Since I was young I really liked playing football but back then in Iraq in my village they would say "oh she’s a boy and she’s ruining all her girly things." They would discriminate against you. In my village there was not even one girl who would play soccer. I used to play with the boys and they would say "you’re not a boy, go away. Soccer is not for girls."
When I came to Australia they didn’t say that – even if you were a girl you could play soccer and it was all right.
When I came to Australia they didn’t say that – even if you were a girl you could play soccer and it was all right. I’ve been with Football United for three years.
For the first year I didn’t tell my parents I was playing. There wasn’t enough players so we used to play with boys. My parents would be worried, like thinking they are stronger than you, or they would do things that would hurt you or something. In the beginning my family didn’t like that I played with boys. My brother used to stay with me and I would play with him after school.
It was amazing. The players and coaches helped me with everything. They helped with confidence to do what I want, to volunteer and to overcome my challenges. They taught me how to be strong.
At first the boys weren’t giving me the ball. Every time they weren’t passing the ball and I used to get bored and say "what!". Then they made a rule – you have to pass the ball to a girl. If you don’t pass the ball to a girl you can’t score.
When I first came to Australia, I felt alone and that no one cares about me. I felt like I want to go back to my village. They are happy there and they are involved with everyone. I was shy - now you see me in school I greet everyone. I introduce myself and I ask them what they need. I have a lot more confidence.
Now I’m in a Football United mentoring program for new arrivals – I help them. It’s like when new people arrive and need help with their homework. Before I was thinking of helping people but I didn’t know how.
I’ll tell you a secret. I don’t care what other people say. I just do it.
I saw Iraqi people from my village. I see them. I help them and they help me. They helped me when I first arrived with the language when I couldn’t speak English. I’m proud of myself.

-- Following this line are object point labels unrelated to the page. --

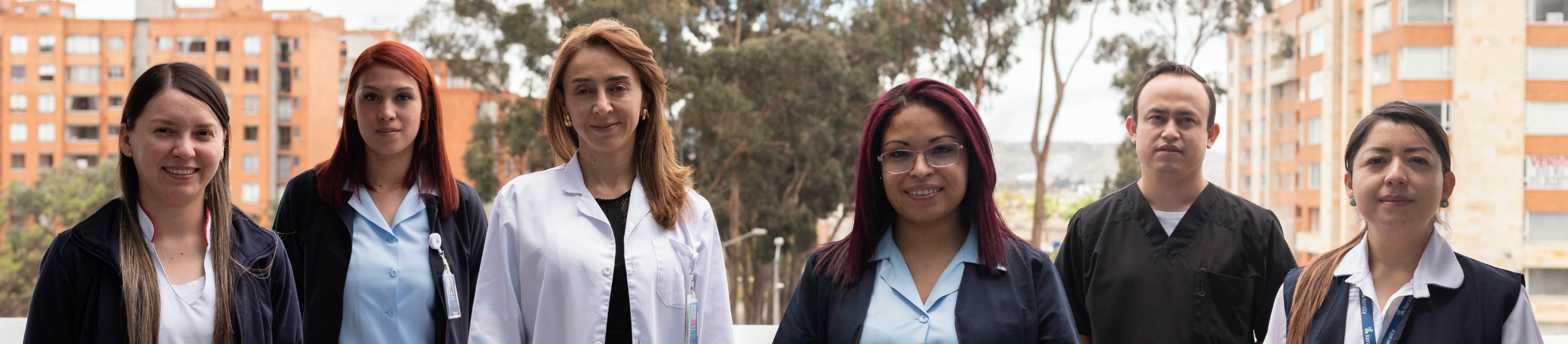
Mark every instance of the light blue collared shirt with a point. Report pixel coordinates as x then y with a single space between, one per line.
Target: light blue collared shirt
896 312
389 290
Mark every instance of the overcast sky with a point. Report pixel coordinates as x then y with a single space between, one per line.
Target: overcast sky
1089 115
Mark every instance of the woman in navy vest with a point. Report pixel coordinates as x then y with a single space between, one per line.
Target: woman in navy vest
930 259
1399 280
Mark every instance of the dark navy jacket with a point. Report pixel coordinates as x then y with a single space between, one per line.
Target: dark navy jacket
320 238
1473 313
79 295
1024 304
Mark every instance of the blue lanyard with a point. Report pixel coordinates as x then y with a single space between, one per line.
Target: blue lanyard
1395 327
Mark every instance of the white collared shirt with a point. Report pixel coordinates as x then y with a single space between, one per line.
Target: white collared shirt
549 260
185 312
1437 266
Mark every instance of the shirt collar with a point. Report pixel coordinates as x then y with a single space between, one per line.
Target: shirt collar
967 254
1438 266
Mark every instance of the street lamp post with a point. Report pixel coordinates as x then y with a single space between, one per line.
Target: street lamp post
778 246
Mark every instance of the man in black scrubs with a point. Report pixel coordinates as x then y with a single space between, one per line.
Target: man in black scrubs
1173 259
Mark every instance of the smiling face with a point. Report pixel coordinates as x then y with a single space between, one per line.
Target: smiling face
1170 128
1398 177
176 144
924 194
604 100
388 110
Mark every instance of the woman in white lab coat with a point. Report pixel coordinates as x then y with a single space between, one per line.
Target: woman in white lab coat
612 246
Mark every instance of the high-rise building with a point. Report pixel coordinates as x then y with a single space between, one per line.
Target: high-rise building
1495 72
63 82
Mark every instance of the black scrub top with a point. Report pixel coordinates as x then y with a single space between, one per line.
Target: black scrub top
1211 280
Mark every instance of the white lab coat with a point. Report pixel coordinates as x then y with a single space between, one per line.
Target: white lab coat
549 260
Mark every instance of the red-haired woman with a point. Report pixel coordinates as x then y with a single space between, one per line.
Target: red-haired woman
388 241
612 246
930 259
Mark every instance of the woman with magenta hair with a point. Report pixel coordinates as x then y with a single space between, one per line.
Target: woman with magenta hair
930 259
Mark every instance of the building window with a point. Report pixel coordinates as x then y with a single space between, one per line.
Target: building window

I understand their problems – I say to them “do you have anything you want to share with me?” And they do.
I want to finish school and go to uni. I want to be a doctor. It’s very hard to be a doctor. I’m studying nursing and midwifery at TAFE during school so I will get a bit of experience. I will go step by step. I don’t have to go straight away into medicine.
Even Iraqi families who used to live with me in my village say to me now, "you are a very strong girl! Good luck! You made it to Russia and you followed your dreams". The old people they say, "you are doing good" and support me. My family supports me and says to me, "you’re going to be successful".
I’ll tell you a secret. I don’t care what other people say. I just do it. Even back then in Iraq I used to play with boys, I don’t care what they say. I just get a ball and play. Even if they say, "you’re a boy", I say, "OK, I’m a boy".
I don’t really care what they say. I just follow my dreams.
Dalin Koro is a soccer player and volunteer with Football United - a mentoring sports program for refugee and migrant youth. She is one of four youth chosen to be part of a Football United delegation to Russia to participate in the FIFA Foundation festival, promoting cultural diversity and fair play through football.